Esses participantes fazem coro aos elogios de publicações dos Estados Unidos: "Em vez de ser um simples exame de um problema social, escava a violência enraizada e generalizada que afeta todos que vivem sob hierarquias de poder", escreveu a crítica Isabelia Herrera no The New York Times. "O conciso foguete de Moratto é direto em seus golpes de esmagamento da alma e uma peça essencial do cinema social-realista de nossos tempos", disse Carlos Aguilar no The Wrap. "A sobrevivência é mais fácil de dizer do que fazer, e 7 Prisioneiros é um thriller que nos maravilha com a fragilidade humana", pontuou Roxana Hadadi no RogerEbert.com.
Outros tantos integrantes do grupo estão manifestando uma ojeriza que é — perfeitamente ou infelizmente — explicável.
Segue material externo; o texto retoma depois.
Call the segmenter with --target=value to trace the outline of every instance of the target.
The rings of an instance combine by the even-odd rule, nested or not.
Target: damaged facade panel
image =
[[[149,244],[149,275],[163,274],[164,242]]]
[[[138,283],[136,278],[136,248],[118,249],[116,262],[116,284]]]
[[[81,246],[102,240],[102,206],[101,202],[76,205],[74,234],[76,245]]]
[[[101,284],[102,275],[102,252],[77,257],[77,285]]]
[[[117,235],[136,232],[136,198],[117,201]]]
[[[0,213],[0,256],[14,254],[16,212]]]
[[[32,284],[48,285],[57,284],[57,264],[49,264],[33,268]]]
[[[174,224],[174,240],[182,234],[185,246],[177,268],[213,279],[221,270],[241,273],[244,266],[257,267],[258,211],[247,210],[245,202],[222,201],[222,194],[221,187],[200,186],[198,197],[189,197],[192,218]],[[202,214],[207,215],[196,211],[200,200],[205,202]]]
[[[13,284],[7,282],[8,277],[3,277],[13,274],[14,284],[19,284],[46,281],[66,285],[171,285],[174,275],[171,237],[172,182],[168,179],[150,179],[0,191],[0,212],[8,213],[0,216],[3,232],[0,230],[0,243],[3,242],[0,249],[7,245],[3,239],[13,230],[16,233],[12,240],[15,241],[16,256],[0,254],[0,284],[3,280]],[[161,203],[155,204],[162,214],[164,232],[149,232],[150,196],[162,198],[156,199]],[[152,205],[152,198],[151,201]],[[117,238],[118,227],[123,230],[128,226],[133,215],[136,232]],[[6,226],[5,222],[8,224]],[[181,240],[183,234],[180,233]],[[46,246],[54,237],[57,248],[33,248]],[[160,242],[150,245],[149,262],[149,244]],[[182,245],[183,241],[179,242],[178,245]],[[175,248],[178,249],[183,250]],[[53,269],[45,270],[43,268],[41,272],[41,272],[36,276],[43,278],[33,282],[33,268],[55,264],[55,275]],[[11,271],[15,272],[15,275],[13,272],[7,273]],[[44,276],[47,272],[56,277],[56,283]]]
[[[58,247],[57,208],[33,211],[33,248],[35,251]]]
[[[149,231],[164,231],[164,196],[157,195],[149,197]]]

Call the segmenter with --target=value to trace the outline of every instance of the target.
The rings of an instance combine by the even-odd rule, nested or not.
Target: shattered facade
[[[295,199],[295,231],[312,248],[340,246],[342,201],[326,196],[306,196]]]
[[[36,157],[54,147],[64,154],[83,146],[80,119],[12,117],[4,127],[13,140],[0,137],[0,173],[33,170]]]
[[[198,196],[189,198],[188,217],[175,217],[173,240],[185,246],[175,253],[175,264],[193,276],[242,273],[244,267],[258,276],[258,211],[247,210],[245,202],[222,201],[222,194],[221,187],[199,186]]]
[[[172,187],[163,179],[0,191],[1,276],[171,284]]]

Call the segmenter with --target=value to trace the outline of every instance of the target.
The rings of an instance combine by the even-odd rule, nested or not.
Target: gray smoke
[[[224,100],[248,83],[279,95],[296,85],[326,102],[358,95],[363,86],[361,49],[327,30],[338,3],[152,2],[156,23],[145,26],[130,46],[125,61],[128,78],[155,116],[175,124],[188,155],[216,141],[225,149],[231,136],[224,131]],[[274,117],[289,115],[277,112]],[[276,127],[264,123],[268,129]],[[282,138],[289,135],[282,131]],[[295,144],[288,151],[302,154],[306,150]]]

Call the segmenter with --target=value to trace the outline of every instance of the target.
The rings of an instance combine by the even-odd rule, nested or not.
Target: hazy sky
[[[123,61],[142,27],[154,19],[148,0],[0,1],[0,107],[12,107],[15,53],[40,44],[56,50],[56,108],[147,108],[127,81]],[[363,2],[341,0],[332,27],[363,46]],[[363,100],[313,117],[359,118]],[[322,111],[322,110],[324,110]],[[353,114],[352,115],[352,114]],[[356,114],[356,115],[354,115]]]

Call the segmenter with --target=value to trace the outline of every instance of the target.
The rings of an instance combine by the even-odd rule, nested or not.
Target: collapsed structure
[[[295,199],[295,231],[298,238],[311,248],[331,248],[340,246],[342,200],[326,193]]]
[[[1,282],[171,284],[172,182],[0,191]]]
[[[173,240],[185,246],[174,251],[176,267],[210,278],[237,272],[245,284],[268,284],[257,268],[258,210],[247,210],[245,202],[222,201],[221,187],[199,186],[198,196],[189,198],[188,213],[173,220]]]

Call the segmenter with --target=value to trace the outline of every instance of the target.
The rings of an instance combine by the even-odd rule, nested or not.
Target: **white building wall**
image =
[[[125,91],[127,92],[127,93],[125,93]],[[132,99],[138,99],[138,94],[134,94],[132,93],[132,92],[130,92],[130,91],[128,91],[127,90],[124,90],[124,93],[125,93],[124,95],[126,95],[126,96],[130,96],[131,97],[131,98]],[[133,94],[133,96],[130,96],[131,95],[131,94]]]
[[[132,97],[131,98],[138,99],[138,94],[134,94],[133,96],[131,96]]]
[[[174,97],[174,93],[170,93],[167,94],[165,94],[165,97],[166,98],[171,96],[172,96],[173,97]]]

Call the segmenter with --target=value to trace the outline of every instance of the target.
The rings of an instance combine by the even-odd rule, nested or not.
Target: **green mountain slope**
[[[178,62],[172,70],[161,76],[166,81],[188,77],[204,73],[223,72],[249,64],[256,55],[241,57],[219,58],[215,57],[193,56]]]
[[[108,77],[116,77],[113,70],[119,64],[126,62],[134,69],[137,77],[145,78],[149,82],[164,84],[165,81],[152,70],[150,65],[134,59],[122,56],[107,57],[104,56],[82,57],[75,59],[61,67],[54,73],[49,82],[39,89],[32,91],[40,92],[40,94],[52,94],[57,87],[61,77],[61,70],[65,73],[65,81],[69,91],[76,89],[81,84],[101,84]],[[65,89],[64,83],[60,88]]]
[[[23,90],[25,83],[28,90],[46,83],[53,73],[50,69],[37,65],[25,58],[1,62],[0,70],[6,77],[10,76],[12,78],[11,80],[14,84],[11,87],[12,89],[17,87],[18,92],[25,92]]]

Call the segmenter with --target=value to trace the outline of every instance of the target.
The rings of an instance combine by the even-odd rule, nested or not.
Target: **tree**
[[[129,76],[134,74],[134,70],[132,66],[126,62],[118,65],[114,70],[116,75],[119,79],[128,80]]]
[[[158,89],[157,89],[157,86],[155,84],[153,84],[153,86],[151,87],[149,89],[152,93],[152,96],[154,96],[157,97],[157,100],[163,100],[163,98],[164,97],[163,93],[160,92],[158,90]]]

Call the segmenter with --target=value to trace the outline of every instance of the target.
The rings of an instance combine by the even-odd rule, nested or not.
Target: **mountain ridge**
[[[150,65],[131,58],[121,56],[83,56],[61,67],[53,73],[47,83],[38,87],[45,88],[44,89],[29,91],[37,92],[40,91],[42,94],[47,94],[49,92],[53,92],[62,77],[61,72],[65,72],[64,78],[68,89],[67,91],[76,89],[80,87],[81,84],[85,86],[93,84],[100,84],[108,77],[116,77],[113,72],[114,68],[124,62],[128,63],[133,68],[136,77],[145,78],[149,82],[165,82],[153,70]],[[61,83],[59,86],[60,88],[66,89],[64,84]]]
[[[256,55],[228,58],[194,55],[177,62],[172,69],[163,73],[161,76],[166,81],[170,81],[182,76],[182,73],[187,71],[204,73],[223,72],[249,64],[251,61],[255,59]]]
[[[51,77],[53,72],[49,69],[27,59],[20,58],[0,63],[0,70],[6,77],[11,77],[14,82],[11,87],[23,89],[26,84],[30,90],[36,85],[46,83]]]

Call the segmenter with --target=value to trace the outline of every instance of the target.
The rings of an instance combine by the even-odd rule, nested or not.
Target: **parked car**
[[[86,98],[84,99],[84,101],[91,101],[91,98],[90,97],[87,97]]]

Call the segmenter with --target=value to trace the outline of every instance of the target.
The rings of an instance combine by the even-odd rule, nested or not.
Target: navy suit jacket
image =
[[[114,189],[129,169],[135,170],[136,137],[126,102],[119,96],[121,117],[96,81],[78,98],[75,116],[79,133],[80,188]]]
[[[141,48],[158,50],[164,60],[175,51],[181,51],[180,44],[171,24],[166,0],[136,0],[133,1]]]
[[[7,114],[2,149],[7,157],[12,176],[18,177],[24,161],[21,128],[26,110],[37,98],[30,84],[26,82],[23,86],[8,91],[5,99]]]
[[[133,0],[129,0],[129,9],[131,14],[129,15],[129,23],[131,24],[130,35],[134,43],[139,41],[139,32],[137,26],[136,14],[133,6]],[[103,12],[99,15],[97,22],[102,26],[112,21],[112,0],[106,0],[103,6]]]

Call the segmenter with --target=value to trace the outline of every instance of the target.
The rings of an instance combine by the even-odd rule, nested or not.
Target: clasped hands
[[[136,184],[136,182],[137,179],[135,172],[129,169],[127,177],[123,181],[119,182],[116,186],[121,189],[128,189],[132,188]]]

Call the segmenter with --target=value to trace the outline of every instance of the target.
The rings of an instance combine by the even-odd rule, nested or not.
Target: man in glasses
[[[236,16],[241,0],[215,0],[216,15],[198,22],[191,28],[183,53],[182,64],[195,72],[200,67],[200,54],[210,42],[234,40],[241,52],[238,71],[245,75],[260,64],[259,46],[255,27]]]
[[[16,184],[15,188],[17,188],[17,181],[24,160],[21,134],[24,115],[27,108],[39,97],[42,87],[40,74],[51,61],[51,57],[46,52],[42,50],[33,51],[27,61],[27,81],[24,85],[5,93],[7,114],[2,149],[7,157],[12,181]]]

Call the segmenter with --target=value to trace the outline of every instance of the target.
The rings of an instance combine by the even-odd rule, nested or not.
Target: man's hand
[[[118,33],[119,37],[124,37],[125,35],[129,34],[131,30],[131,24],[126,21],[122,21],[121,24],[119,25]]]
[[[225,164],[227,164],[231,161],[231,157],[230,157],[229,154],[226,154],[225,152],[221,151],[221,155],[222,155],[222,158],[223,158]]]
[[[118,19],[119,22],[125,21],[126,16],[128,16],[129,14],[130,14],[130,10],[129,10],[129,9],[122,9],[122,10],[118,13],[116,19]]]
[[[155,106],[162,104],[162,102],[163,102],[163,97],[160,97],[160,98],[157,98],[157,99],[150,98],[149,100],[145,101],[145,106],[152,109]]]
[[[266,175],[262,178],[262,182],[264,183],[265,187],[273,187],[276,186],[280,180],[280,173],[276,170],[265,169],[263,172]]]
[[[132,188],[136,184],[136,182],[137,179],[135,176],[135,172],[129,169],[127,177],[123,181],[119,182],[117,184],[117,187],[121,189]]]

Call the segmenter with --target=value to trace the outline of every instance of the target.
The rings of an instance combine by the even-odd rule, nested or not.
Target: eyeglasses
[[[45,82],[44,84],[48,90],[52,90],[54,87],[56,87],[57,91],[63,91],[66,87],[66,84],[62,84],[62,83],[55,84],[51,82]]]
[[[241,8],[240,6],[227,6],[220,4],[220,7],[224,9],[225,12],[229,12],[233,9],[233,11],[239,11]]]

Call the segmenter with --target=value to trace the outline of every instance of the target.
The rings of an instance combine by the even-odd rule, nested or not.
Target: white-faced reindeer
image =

Pincei sete comentários eloquentes que merecem uma réplica e que denotam os principais motivos para o descontentamento: preconceito, desprezo, fuga da realidade, incapacidade de lidar com a frustração e visão do cinema não como obra de arte, mas como produto de consumo.
"Brasil só faz filme para ganhar aplauso de crítica metida a intelectual, por isso a maioria é fracasso de público."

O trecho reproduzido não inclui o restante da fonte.